Il faillit rire au souvenir de ce qu'il était devenu et ce que ce fait le poussait à commettre contre son Seigneur. Pour autant, il était certain de faire cela par loyauté, tout comme la lumière ne pouvait accueillir les actes des agents du secret qu'étaient ceux qui avaient du voir grandir son interlocutrice. Il laissa ainsi cette dernière aller plus avant sur le propos du prétendu leader des combattants de la nuit, même si cela fut léger.

Le Volcan salua aimablement la jeune hatamoto au remerciement qu'elle lui fit et à l'illumination de son joli minois d'un sourire plus serein que l'expression qu'elle eut lorsqu'il l'avait découverte plus tôt à cette table. La suite de son sujet mettait en lumière ce que tout un chacun d'un tant soit peu logique ressentirait à l'idée de se tenir face à l'Empereur en personne. Le fait était d'une exceptionnelle rareté, si bien qu'en trois ans de service auprès de la magistrature Impériale, le premier Amadotsu n'avait jamais pu approcher le Fils des cieux consciemment.

Mida, son maître en ce temps, lui avait avoué un jour en Birei, sur un ton espiègle, que leur Seigneur à tous avait déjà rencontré Kodan, qu'il se cachait parmi la foule sans mal et ne se révélait à quiconque, exception faite de ses servants les plus intimes. Le fait avait rendu le bushi paranoïaque des semaines durant, tant et si bien qu'il s'était montré protocolaire jusque dans sa façon de marcher, prit d'un zèle qui ne retomba que lorsqu'ils partirent tout deux pour l'une des visites à Kenshu qui suivi et dont le fonctionnaire avait la charge d'inspection.

Des années avaient passées depuis, il n'était plus du tout le même homme à présent. Le yoriki dépossédé de son rang de Taii était devenu le katana et l'armure incarné du clan du Feu, mais aussi le choisi d'Iha-Naga. Une étrange sérénité le prenait lorsqu'il se souvenait de ces faits et bien loin de lui le moindre doute de sa légitimité en ces lieux.

Il n'éprouvait aucune crainte face à la promesse de se trouver en face de la chair d'Amaterasu, tout ceci lui apparaissant même d'une logique aussi limpide que l'eau la plus pure.
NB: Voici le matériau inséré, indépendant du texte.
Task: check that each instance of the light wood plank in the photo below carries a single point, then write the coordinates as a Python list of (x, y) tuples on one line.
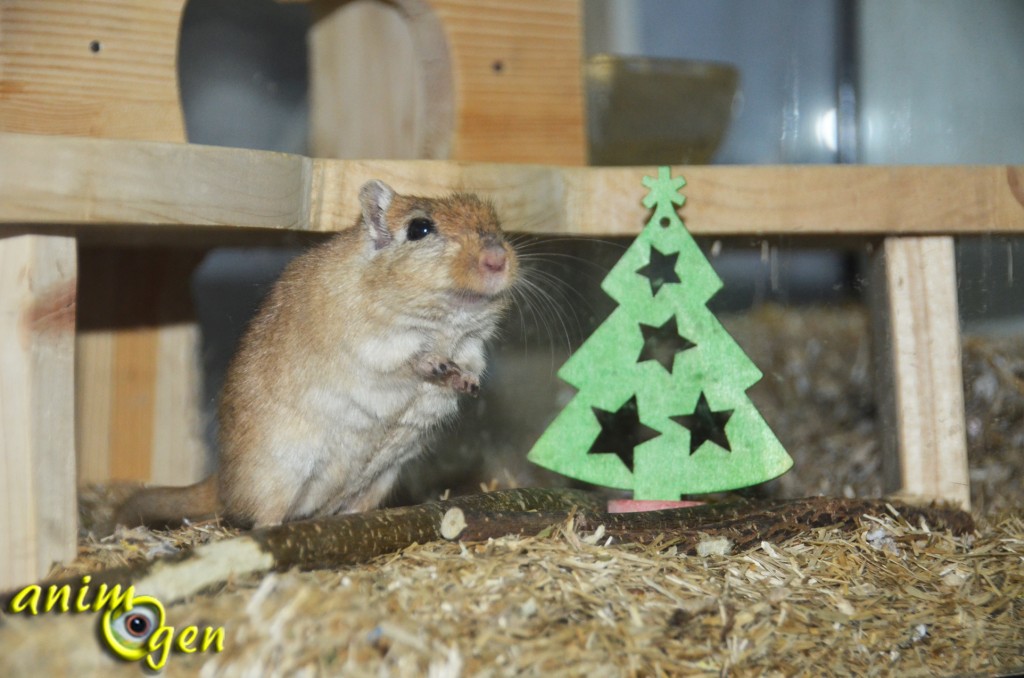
[(920, 376), (99, 182), (448, 79), (38, 513)]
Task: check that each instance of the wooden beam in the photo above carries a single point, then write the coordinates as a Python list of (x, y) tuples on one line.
[(98, 184), (920, 381), (38, 512)]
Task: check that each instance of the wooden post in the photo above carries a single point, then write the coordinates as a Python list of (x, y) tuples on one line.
[(920, 382), (39, 516)]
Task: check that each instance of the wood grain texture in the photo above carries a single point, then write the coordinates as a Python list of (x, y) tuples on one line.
[(38, 512), (920, 375), (102, 68), (100, 183), (449, 79)]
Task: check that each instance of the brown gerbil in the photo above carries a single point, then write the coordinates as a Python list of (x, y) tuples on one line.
[(358, 352)]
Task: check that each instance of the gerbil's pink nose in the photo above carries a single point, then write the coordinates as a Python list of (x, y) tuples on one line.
[(494, 260)]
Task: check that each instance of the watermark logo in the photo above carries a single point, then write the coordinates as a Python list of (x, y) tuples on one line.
[(134, 628)]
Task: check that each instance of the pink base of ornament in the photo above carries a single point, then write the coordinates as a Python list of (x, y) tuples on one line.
[(638, 505)]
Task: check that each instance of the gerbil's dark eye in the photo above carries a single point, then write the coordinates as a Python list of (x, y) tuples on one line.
[(419, 227)]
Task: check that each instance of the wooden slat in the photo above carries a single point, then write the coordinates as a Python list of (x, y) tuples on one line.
[(102, 68), (107, 69), (97, 182), (38, 513), (920, 377)]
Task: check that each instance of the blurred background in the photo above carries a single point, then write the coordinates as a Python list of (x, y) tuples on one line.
[(833, 81)]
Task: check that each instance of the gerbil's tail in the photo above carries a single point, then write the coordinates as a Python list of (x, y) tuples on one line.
[(165, 507)]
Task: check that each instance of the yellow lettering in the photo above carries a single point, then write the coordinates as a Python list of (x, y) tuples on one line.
[(160, 644), (80, 599), (213, 635), (27, 598), (57, 594), (186, 639), (113, 598)]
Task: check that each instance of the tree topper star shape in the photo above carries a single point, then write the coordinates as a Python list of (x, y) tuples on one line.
[(705, 425)]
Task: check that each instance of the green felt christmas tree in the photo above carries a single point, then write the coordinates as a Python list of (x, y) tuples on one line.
[(662, 407)]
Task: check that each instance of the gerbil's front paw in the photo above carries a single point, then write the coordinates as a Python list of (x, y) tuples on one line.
[(464, 382), (448, 373)]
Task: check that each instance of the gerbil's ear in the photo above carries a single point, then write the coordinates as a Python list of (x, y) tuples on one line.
[(375, 198)]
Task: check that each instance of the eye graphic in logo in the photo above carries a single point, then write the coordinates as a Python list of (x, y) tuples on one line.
[(128, 632)]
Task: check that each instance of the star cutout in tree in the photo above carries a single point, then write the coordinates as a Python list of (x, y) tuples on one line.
[(621, 432), (705, 425), (662, 343), (660, 270)]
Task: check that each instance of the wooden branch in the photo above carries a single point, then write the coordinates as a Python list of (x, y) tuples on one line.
[(334, 542), (348, 540), (103, 183)]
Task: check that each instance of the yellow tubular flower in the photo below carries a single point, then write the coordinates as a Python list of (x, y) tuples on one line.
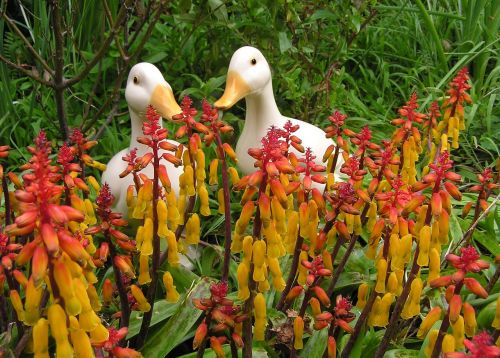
[(58, 329), (139, 237), (303, 219), (372, 216), (203, 194), (375, 312), (213, 177), (172, 294), (93, 183), (264, 286), (173, 212), (496, 321), (81, 344), (448, 344), (278, 281), (421, 218), (143, 304), (315, 306), (385, 305), (189, 180), (327, 260), (279, 216), (292, 231), (429, 320), (381, 274), (458, 329), (147, 237), (258, 259), (301, 279), (90, 218), (16, 302), (431, 343), (412, 304), (32, 303), (88, 319), (444, 225), (434, 265), (200, 167), (233, 174), (394, 249), (259, 305), (392, 283), (193, 230), (405, 247), (242, 276), (172, 253), (298, 332), (362, 295), (470, 324), (424, 245), (64, 282), (99, 335), (41, 339), (220, 199), (162, 211), (94, 298), (144, 277)]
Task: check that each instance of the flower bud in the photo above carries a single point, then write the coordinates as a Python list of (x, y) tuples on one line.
[(143, 304), (200, 334), (429, 320), (424, 245), (381, 275), (458, 330), (298, 332), (362, 295), (475, 287)]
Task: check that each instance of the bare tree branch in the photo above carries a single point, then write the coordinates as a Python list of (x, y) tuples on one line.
[(102, 50), (59, 68), (12, 25), (28, 73)]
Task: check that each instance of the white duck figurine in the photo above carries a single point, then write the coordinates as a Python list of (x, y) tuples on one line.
[(145, 86), (249, 77)]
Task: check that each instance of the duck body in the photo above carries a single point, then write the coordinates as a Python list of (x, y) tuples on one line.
[(249, 77), (145, 86)]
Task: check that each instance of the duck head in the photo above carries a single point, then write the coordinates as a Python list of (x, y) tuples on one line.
[(248, 73), (146, 86)]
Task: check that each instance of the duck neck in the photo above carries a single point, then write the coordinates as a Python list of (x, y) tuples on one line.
[(261, 110), (136, 121)]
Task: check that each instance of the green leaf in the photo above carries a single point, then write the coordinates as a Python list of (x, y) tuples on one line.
[(157, 57), (175, 330), (489, 242), (401, 353), (316, 344), (162, 311), (285, 43)]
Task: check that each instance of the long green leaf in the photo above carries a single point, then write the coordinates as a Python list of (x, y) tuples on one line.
[(166, 338)]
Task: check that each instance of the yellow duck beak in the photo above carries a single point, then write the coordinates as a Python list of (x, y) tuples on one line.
[(164, 102), (236, 89)]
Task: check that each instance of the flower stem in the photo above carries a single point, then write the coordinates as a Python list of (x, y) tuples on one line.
[(227, 210), (247, 324), (122, 293), (146, 320), (444, 325)]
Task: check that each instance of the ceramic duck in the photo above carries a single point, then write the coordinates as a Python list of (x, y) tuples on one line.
[(145, 86), (249, 77)]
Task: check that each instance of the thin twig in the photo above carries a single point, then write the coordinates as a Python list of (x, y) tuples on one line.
[(28, 73), (12, 25), (59, 68)]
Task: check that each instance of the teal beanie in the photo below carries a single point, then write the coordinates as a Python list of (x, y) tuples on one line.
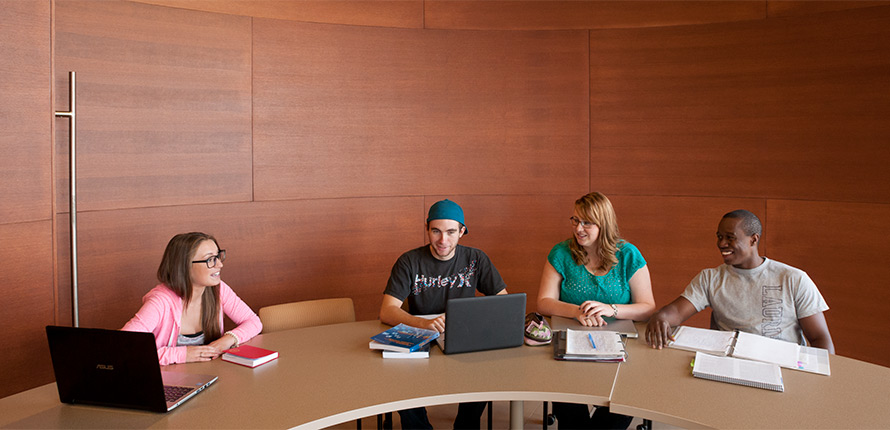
[(446, 209)]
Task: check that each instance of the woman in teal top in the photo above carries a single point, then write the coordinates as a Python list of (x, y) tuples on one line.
[(592, 276), (595, 274)]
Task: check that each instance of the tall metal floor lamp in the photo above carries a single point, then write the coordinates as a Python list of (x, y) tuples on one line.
[(72, 196)]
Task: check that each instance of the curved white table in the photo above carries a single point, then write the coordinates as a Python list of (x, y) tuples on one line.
[(328, 375)]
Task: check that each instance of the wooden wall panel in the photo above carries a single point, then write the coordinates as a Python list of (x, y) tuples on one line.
[(677, 237), (25, 112), (379, 13), (517, 233), (27, 298), (277, 251), (777, 8), (561, 15), (350, 111), (163, 104), (841, 246), (781, 108)]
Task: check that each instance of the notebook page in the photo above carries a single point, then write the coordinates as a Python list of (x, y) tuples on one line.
[(607, 342), (702, 339), (814, 360), (760, 348)]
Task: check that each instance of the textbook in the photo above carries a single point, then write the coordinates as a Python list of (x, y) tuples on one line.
[(584, 345), (403, 338), (752, 347), (423, 352), (250, 356), (756, 374)]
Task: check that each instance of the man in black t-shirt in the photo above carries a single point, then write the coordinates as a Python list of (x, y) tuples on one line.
[(430, 275)]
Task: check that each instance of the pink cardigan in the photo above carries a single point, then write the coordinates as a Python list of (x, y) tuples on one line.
[(161, 315)]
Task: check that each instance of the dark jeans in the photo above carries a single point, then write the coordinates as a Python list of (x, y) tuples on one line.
[(468, 415), (576, 416)]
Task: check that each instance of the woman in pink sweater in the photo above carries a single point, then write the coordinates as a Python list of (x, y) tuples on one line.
[(185, 311)]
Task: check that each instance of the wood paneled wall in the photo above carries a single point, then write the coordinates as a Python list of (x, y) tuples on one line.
[(26, 228), (312, 149)]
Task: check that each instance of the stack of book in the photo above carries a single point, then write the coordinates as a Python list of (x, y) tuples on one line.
[(403, 341)]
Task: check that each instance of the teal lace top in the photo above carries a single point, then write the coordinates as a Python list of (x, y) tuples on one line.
[(579, 285)]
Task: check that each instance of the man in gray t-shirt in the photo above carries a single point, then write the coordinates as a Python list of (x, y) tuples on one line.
[(749, 293)]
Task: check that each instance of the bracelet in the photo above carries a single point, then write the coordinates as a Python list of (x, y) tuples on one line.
[(237, 341)]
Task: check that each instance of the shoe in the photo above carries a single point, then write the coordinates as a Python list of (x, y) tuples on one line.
[(537, 331)]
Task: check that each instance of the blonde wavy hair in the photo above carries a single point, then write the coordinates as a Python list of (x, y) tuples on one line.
[(597, 208)]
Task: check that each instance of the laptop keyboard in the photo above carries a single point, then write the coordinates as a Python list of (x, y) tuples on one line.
[(174, 393)]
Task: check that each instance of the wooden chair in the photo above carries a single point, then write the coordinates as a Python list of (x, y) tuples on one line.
[(306, 314)]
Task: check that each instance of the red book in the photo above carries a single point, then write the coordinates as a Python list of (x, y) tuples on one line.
[(250, 356)]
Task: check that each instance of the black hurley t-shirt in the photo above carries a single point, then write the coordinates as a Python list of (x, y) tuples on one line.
[(427, 283)]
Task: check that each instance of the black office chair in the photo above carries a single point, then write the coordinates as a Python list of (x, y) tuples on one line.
[(550, 419), (385, 422)]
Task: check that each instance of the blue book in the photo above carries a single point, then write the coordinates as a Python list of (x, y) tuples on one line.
[(403, 338)]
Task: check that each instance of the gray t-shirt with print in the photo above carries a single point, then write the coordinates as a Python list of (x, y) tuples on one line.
[(767, 300)]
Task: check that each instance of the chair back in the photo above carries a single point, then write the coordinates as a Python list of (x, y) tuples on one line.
[(307, 314)]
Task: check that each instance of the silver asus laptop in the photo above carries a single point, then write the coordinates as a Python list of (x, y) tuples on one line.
[(118, 369), (623, 327), (481, 323)]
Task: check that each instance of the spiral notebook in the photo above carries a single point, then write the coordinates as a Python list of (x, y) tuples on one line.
[(750, 373), (739, 344)]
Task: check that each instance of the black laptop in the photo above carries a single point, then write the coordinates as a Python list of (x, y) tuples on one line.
[(481, 323), (118, 369)]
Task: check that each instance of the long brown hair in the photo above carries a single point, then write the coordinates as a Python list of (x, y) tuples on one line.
[(597, 208), (175, 271)]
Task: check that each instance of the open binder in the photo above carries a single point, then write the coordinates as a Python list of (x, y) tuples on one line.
[(756, 374), (750, 346), (578, 345)]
Le maître des Kiyooki opina du chef en réponse à la gratitude renouvelée de la jeune Sakuya puis se redressa légèrement avant de répondre enfin d'un ton enjoué :

Eh bien ! Vous m'en voyez ravi de l'entendre ! Il m’apparaît évident que notre bien-aimé Empereur ne convie pas face à lui un conclave de représentants des cinq grands clans pour des broutilles… Et aucun besoin d'être onmyouji pour lire les signes du destin et deviner que la raison de cette réunions traite de la situation complexe s'abattant sur Son vaste domaine.

Cela faisait écho au courrier qu'il avait reçu, signé de la main de son homologue des foudres qu'il pensait fou de croire un seul instant à l'implication si énorme des Kamis qu'il décrivait dans son pli. Il n'avait ainsi pas donné suite à ce message, s'inquiétant pour ses voisins pour qui il avait une certaine affection, la route du tonnerre ayant plus d'une fois croisée son propre chemin dans l'existence. Le Général gageait que l'assemblée à venir démêlerait le vrai du faux et il était heureux de voir que la choisie de Gekido pour exprimer sa voix à la cour impériale semblait rassérénée à présent. Il se leva de son siège et la salua poliment avant d'ajouter :

C'est à moi de vous remercier pour le rôle que vous remplirez bientôt. Considérez moi comme votre soutien lorsque le temps sera venu de faire face au Fils des Cieux. Mais laissez moi vous ôter d'un nouveau doute : Il n'y a rien de complexe à notre situation, nous serons face à l'Empereur et notre seul devoir sera d'écouter et d'obéir à ce qui nous sera transmis.

Son sourire éclaira une dernière fois ses traits avant qu'il ne s'incline à nouveau et prit congé non sans avoir posé une main rassurante sur l'épaule de son interlocutrice de l'instant.